My alarm is titled “Sunshine”…..but the last few mornings
it’s awakened me while the sun is still on the other side of the world. As I
slid the covers off and pulled the curtains back my eyes didn’t have to adjust
to the light, because there was none. Just darkness. It’s amazing what I can
accomplish with one eye still closed and my body half asleep. I scarf down a
banana with peanut butter and a glass of water. I wrap up my blisters, slip on
some sweats, grab my sneakers with one hand while my Ipod dangles in the other.
I head out the door. It’s 6:30 am as I hit my stop watch to begin my run.
DISCIPLINE.
After my knee surgery I thought God had taught me enough
about that nine letter word. I was wrong.
As I logged in 4-7 miles a day plus weights and abs, then
adding another 30 min morning run on top of that, my body screamed in pain. It
started just in my shin then from overcompensating, the pain traveled to my IT
band and outside of my foot.
When I was running there was no pain but as soon as I
stopped I felt like there was a metal rod sticking through my lower leg. My
brilliant mind thought ”It doesn’t hurt while I run so…just don’t stop
running”. I sometimes like to picture myself as a Paula Radcliffee, when in
reality I’m more of a Steve Urkle in the running world. (but I can rock it)

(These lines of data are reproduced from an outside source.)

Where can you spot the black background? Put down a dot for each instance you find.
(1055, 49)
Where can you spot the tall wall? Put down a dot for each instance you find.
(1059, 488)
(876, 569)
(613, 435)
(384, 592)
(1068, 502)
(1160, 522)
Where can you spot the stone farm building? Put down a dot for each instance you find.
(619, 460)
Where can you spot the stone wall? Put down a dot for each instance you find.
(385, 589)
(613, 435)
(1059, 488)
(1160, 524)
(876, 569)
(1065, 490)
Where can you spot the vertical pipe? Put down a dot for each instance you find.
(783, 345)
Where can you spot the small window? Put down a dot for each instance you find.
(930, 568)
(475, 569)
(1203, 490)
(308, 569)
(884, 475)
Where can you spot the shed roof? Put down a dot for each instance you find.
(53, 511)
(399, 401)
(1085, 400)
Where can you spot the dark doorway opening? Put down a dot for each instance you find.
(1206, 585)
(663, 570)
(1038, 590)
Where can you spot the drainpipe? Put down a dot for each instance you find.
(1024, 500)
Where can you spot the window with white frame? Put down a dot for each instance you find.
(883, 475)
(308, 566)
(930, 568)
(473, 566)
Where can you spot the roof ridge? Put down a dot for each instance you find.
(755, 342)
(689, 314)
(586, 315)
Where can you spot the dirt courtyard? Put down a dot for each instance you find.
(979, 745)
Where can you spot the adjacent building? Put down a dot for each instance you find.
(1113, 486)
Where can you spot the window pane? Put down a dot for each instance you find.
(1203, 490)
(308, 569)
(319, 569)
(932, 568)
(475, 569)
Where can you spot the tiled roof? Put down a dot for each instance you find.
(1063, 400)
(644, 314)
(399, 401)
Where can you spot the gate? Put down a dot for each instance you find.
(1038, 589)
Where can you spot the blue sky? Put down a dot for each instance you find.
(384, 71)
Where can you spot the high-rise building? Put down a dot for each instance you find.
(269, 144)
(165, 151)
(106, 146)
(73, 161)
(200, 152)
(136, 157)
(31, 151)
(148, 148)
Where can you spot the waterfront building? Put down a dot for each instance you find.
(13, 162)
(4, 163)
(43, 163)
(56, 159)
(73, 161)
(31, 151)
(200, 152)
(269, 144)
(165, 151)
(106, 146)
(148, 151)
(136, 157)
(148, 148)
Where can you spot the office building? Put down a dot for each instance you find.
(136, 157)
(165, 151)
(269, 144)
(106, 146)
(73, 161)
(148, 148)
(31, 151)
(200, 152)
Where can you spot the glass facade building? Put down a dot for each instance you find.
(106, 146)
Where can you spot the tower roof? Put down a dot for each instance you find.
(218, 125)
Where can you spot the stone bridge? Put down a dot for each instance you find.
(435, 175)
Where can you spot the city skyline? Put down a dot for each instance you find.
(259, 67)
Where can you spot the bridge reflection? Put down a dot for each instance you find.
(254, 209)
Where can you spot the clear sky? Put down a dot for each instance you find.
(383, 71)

Needless to say, that whole ‘don’t ever stop running’ plan failed.
DICIPLINE.
In church we looked at Judges 20:18-34. The Israelites were
sent out by God a total of 3 times to battle against the Benjamin Tribe. They
sought God and He told them to go fight. They lost 18,000 men the first battle
and 22,000 in the second for a total of 44,000 dead men. They were pretty much
screaming WHAT THE HECK!?! They asked God again if they should continue to
fight or if they should cease. God told them to continue. They obeyed. It was a
terrible battle. They had discipline not based off of feelings. The battle
ended in a Victory for the Israelites.
Every time my feet hit the ground I feel pain. It’s constant
and despite weeks of rehab nothing seems to dim the pain.
This is my last semester of college and my last chance to
run with my team who has worked so hard. After my knee surgery there was no
question if I should stop running. Now… I question God. I’m asking if I should
keep going. Everything seems to be falling apart. I don’t know if there is a
victory at the end of this battle.
He reminded me today as I sat in the blue padded chairs
facing the stage. No matter the outcome, in Him there is always VICTORY. He
knows the end, we don’t.
How do I keep going when nothing seems to be going right and
I want to throw in the towel and hang my shoes up?
DICIPLINE.
He has told me to keep going. I will obey.